L’espressione di Akane cambiò radicalmente. Ah, già. Sciocca Nabiki, si rimproverò in silenzio, dovresti saperlo che quello è l’unico tasto che nemmeno tu puoi toccare.

“Cos’hai contro le arti marziali?!”


“Niente.” rispose, decidendo di far valere la ragione sull’emotività della sorellina. “Solo che non fanno guadagnare soldi.”

“Sei impossibile, Nabiki!” si rassegnò l’interlocutrice. “Faresti di tutto per il denaro.”

“L’ho già fatto.” sorrise. “Guarda come ho spolpato quell’imbecille di Kuno.”

“Avrei tanto preferito non vedere… nemmeno il senpai si meritava un trattamento del genere. Sposarlo con l’inganno e poi divorziare e prenderti quasi tutti i suoi beni. Questo è troppo anche per te.”

“Sorellina.” decise di accantonare il tono accondiscendente e provare a fare un discorso serio. “Dovresti averlo capito, ormai… il mondo non è un luogo incantato dove puoi tirare a campare con le arti marziali, ti accadono ogni giorno le cose più incredibili e sposi qualcuno per amore sapendo che condividerai con lui il resto della tua felice esistenza. Torna alla realtà, Akane. Smettila di credere in una magia che non c’è!”

“Nabiki!”

“E tu e Ranma, scommetto che dopo tutti questi anni… non siete ancora andati a letto insieme! E perché? Solo perché non avete abbastanza soldi per sposarvi e mettere su famiglia.”

“Ma di cosa stai parlando?!” gridò Akane, accigliata e allo stesso tempo tutta rossa dall’imbarazzo. La solita bambina. “Non saranno i nostri genitori a decidere… e soprattutto tra me e lui non c’è assolutamente…”

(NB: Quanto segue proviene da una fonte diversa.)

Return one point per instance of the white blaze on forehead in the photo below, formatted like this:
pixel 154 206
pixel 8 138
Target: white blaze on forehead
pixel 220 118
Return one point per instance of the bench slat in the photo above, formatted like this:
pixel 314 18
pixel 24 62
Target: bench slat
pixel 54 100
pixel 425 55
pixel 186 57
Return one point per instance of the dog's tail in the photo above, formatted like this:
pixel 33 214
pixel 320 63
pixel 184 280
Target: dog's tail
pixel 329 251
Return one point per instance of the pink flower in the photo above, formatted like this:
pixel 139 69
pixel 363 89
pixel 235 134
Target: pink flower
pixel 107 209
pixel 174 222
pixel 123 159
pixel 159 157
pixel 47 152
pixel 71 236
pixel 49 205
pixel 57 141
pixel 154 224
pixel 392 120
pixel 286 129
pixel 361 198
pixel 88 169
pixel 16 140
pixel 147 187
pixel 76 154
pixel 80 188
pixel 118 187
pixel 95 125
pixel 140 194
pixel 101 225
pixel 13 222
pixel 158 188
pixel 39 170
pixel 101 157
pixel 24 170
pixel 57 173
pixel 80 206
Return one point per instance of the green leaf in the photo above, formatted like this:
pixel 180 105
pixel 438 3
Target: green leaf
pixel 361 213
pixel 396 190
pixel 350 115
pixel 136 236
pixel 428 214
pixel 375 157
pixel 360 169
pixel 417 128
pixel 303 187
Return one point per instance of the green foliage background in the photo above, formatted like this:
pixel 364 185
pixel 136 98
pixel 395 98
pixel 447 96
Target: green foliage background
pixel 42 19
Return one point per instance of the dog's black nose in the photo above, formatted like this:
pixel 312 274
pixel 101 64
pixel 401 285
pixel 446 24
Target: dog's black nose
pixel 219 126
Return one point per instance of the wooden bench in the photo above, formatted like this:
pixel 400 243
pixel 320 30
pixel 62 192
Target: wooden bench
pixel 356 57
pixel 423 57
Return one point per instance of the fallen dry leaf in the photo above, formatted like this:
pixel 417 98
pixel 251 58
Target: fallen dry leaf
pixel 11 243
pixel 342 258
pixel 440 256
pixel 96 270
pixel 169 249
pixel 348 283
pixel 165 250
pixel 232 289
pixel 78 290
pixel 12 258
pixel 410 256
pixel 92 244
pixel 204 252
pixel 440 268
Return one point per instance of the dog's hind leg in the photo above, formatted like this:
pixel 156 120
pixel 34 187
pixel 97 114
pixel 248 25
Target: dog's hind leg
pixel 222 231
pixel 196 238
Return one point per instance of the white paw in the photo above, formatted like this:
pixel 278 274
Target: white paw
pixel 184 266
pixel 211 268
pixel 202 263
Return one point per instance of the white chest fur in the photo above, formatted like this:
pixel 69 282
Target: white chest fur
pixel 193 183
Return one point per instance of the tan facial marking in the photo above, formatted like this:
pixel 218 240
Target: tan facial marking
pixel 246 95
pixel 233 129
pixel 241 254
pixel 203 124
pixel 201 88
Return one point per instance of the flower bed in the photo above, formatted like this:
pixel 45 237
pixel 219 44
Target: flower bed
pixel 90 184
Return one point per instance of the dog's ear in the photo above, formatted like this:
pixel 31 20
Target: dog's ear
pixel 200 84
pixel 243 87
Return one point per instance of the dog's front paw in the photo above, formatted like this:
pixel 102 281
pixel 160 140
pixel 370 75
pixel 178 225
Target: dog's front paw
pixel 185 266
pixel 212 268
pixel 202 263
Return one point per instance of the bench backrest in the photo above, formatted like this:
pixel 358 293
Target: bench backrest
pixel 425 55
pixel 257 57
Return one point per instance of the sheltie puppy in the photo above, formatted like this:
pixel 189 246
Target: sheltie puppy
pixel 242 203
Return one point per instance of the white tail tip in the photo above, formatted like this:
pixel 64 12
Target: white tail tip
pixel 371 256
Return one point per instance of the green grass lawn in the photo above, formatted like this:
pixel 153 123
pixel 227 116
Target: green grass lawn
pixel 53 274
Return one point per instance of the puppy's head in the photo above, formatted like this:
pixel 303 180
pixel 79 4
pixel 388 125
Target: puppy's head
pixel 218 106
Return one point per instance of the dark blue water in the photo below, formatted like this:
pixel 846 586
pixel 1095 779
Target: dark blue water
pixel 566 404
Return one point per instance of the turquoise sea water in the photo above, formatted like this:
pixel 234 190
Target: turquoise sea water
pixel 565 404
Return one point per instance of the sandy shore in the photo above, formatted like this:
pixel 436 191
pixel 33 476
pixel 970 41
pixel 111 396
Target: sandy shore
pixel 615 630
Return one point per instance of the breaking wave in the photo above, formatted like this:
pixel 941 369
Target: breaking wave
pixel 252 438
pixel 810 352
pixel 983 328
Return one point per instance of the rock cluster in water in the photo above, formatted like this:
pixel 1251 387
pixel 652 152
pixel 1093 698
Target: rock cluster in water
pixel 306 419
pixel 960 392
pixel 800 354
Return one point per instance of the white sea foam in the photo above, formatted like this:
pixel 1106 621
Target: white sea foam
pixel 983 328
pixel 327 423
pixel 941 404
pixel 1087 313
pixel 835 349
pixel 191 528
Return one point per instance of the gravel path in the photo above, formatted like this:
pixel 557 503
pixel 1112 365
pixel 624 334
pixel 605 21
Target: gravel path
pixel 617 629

“Risparmiati la solita tiritera.” la zittì. “Credi nel Natale? Liberissima! Ma in quanto a me, lascia che lo viva a modo mio.”

“Cioè, non vivendolo affatto.” osservò la sorella. “Non credevo arrivassi a questo punto, sei senza cuore.”

“Certo che un cuore ce l’ho… ma serve a me per vivere.” scherzò. “E poi non dirmi che non so essere buona, non vedi come ho aiutato Sasuke, che viveva sotto i ponti?”

“Sei tu che ce l’hai buttato, lì sotto!” replicò Akane. “L’hai messo in mezzo alla strada insieme a tutta la famiglia Kuno, pignorando la loro villa. E nemmeno ci abiti.”

“Ovvio che no. La rivenderò al miglior offerente, riservandomi un buon margine di profitto: Mikado Sanzenin e Picolet Chardon si sono già fatti avanti per le trattative, se mi va bene ci ricavo una bell’asta tra loro due e tanto di guadagnato per me.”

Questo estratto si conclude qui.